According to the Vicarious Trauma and Headington Institutes, “Vicarious trauma is the process of change that happens because you care about other people who have been hurt, and feel committed or responsible to help them. Vicarious Trauma is what happens to your neurological (or cognitive), physical, psychological, emotional and spiritual health when you listen to traumatic stories day after day or respond to traumatic [or emotionally maddening, discouraging, and disheartening] situations while having to control your reaction. VT is a process that unfolds over time. It is not just your responses to one person, one story, or one situation. It is the cumulative effect of contact with survivors of violence” and disaster. However, I believe Vicarious Trauma is not only the product of horrific drama; VT conditions need to be placed on a spectrum of distress and disruption. Other less sensational yet often no less demanding person-social situation contexts contribute to VT susceptibility, including continuously working with or caring for:

1) stateside military personnel and their caretakers – from VA personnel to spouses and parents – grappling with post-traumatic stress injury or traumatic brain injury and its personal and interpersonal effects; men and women who can’t help but compare their pre- and post-“down range” mind-body state: the lingering mental fog, the depression, the nightmares, the angry flashes, the reduced physical mobility, etc.; and, especially with military personnel or even family members, despite the high command’s systematic efforts to destigmatize mental health issues, the many individuals in a “macho culture” who remain ashamed to acknowledge or to discuss their vulnerable and/or compromised “head case” conditions,

2) people who are struggling with poverty or economic displacement, many warehoused by the criminal justice system, or grappling with environments (e.g., a tight job market or foreclosed housing market) that foster a sense of “learned helplessness,” hopelessness for the future, or angry resignation,

3) the victims of domestic, child abuse, sexual abuse, and bullying or other anti-social and destructive actions; intervening with substance abusers and those engaged in other self-defeating addictions and behaviors, including defiance and denial,

4) people whose disastrous, disruptive, demeaning, and/or self-defeating experience may result in a profound sense of loss of personal control and of trust, often contributing to a wariness with perceived “authority figures” and a resistance to accepting counsel; a clash of divergent cultures or conflicting cultural practices between providers and recipients of aid or service may exacerbate interpersonal contentiousness or distance,

5) the aged and infirmed, or being responsible for individuals struggling with profound physical, neurological, and cognitive-affective illness, disability, and/or dementia; not understanding the nature and limits of the condition may create unrealistic expectations and frustration for both parties,

6) a once strong family member or significant other who has now lost his or her bearings, balance, and/or bladder control; in their new “strong one” role, a caretaker who prematurely buries his or her grief regarding this loss and potential “role reversal” is inviting exhaustion if not drama or trauma,

7) teachers who can’t get through to young, irritated students who come to school hungry, or students from dysfunctional families whose hostile and hurtful patterns of interaction in the kitchen are invariably acted out in the classroom; or when a child’s chronic stress contributes to noticeable underachievement, attention deficit, and learning disabilities, if not a sense of shame and depressive tendencies; alas, hurt and hopelessness can morph into withdrawing inside a hardened protective shell,

8) a parent trying to reach, reason with, and restrain a forever angry or defiant, bingeing, texting or drinking while driving, living on the edge, thinking he or she is invulnerable teenager or young adult.

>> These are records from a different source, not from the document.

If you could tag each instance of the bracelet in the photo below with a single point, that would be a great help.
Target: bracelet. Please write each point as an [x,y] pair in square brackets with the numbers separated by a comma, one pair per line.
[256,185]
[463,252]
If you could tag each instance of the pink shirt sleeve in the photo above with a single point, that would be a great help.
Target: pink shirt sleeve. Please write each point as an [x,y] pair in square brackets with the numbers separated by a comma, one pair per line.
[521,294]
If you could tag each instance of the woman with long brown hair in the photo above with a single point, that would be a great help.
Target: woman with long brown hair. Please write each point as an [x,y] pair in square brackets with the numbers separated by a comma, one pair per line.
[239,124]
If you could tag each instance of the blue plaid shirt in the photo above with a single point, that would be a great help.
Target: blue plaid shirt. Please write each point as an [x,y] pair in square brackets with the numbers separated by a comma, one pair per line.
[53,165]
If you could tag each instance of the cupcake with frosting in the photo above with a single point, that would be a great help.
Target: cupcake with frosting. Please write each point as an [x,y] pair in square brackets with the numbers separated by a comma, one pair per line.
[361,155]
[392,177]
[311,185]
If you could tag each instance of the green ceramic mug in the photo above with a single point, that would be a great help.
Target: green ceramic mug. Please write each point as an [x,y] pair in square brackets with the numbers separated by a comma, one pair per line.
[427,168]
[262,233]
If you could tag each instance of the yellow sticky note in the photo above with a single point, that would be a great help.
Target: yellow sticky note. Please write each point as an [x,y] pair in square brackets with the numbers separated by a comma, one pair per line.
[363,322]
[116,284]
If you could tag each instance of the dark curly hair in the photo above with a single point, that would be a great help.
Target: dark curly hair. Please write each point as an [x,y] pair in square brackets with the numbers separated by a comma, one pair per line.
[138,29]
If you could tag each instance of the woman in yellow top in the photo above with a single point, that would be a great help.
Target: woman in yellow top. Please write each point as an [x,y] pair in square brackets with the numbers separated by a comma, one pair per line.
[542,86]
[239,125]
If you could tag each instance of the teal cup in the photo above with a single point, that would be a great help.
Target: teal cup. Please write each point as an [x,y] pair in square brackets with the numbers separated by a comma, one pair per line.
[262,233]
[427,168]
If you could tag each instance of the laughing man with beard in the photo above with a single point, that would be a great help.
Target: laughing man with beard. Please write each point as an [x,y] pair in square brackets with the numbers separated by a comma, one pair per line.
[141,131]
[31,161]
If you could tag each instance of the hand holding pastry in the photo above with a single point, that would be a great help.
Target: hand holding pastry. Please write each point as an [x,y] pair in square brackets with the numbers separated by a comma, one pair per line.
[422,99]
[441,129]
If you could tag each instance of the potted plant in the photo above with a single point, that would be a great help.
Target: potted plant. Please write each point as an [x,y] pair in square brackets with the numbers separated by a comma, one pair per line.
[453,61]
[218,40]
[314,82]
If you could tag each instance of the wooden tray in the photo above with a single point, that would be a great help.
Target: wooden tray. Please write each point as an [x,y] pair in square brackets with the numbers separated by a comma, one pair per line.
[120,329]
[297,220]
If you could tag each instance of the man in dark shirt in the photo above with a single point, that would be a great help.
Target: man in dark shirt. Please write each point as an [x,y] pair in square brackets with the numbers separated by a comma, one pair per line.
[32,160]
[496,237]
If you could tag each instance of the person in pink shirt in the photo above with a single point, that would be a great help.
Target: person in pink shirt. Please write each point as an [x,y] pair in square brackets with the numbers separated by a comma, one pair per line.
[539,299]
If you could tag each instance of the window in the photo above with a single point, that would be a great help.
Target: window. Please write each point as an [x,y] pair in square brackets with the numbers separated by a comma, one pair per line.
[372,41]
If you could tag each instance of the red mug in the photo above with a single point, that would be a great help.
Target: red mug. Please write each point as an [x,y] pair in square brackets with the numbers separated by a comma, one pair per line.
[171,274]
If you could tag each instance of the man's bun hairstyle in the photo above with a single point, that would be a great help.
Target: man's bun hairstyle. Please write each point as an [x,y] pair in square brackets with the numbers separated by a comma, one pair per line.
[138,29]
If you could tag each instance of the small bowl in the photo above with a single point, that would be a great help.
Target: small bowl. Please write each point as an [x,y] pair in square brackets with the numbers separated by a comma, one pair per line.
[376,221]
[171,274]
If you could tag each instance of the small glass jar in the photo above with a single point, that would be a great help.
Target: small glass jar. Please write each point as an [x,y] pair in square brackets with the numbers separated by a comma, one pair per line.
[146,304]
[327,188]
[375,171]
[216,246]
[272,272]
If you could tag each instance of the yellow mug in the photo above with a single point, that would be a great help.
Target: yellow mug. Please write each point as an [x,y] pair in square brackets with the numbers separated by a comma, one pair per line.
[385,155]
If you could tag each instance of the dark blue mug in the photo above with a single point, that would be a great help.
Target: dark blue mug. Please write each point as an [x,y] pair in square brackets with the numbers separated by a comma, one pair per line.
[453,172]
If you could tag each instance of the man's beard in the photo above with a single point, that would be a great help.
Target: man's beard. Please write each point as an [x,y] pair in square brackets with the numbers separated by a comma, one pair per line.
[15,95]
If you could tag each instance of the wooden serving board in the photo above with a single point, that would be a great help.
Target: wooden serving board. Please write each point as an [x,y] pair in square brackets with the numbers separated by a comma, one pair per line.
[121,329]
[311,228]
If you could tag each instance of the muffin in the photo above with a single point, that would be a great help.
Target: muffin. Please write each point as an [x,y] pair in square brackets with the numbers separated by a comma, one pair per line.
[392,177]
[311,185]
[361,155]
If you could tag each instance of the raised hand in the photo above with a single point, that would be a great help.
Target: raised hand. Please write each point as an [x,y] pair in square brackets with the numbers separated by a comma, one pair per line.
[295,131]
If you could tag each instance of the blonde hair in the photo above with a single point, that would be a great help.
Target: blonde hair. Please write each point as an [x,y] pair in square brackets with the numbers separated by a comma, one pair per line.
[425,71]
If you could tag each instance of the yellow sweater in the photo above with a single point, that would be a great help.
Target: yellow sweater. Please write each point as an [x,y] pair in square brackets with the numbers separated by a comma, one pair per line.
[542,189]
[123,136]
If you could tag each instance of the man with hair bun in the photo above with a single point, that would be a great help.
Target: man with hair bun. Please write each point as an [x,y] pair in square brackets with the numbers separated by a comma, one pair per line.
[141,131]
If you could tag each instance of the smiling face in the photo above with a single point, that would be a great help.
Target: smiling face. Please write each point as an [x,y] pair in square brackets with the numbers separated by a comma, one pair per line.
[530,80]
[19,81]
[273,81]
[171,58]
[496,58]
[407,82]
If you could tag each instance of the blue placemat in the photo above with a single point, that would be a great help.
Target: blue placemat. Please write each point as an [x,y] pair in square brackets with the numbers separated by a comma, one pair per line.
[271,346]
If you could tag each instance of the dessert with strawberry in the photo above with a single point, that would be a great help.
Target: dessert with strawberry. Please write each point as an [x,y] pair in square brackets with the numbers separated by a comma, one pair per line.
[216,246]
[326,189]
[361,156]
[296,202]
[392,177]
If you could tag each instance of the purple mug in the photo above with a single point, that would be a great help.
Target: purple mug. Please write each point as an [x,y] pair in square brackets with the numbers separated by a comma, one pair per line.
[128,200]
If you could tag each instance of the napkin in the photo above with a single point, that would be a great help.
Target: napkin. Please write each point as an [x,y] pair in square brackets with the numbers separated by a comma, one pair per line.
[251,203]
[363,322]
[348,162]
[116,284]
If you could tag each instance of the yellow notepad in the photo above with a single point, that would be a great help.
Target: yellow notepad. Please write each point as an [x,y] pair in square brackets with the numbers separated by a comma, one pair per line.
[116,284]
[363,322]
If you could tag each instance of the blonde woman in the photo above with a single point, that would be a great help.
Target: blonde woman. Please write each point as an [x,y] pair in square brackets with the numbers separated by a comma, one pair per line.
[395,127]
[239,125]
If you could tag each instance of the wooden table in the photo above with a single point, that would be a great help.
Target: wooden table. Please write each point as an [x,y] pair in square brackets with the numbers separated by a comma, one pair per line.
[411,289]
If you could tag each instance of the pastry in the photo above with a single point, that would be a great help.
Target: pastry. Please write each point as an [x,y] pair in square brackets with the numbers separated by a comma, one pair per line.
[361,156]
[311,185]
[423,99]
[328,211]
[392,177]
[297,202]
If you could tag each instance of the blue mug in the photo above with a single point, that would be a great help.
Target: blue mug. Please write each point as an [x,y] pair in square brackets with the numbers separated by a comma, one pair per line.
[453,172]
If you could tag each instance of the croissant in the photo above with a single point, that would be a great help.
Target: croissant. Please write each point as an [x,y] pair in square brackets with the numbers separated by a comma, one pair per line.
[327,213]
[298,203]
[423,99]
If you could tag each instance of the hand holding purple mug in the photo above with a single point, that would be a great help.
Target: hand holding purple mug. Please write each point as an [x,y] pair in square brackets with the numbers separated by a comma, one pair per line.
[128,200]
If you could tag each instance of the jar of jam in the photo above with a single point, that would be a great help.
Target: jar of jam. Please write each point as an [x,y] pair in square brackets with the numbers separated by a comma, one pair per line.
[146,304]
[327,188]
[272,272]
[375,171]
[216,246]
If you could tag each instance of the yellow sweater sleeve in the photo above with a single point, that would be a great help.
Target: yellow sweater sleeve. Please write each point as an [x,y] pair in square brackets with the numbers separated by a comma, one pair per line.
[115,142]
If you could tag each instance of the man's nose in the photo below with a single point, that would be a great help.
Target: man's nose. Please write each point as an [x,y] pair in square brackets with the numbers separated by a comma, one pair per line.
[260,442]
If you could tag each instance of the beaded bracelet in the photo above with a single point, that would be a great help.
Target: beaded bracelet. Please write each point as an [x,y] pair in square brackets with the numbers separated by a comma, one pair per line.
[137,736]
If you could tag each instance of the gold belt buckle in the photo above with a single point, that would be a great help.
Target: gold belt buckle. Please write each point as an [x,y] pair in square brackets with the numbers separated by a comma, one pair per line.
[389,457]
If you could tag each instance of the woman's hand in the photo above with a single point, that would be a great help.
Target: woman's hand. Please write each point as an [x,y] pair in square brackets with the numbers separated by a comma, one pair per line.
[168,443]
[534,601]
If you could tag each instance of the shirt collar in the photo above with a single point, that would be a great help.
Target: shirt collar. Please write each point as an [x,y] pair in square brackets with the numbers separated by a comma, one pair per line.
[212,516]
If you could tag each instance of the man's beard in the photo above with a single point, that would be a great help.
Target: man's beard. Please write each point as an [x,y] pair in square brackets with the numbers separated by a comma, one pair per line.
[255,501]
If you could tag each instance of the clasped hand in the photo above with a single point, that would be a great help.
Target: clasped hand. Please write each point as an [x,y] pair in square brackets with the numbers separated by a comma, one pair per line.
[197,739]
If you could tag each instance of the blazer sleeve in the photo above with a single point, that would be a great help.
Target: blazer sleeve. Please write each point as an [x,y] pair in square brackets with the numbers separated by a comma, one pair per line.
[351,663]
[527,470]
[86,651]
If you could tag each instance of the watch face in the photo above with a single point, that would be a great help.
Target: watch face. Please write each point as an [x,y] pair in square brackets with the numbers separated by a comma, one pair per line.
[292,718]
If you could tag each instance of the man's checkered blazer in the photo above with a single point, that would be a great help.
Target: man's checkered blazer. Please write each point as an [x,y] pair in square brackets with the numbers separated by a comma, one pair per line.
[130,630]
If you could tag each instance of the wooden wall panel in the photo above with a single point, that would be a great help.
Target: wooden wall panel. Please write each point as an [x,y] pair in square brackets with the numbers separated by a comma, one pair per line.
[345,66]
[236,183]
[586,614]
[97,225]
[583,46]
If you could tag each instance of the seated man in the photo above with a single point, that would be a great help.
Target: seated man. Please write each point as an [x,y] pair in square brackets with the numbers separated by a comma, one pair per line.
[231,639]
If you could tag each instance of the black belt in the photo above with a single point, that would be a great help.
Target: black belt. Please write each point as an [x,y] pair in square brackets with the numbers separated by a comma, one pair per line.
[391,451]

Clearly the potential for Vicarious Trauma and Caregiver Burnout cuts across a wide swath of essential and everyday roles and relationships. At the same time, depending on your personal sensitivity, ongoing stress levels, and the plight of those with whom you are engaged, “you can [eventually] come to question your deepest beliefs about the way life and the universe work, and the existence and nature of meaning and hope.” Such daunting and draining work may result in “existential angst” – the sense that one is constantly being pushed out of a comfort zone and is forced to question the meaning of events, one’s own and others’ actions and reactions. How could a benevolent “God” allow such atrocities, catastrophes, or unexpected and unfair casualties? Why were this person and these people targeted?

Being the witness, recipient, or active participant in distressing, disheartening, disillusioning, and disempowering life scenarios and stories, “day after day, and year after year” can take a profound toll on one’s mind-body-spirit.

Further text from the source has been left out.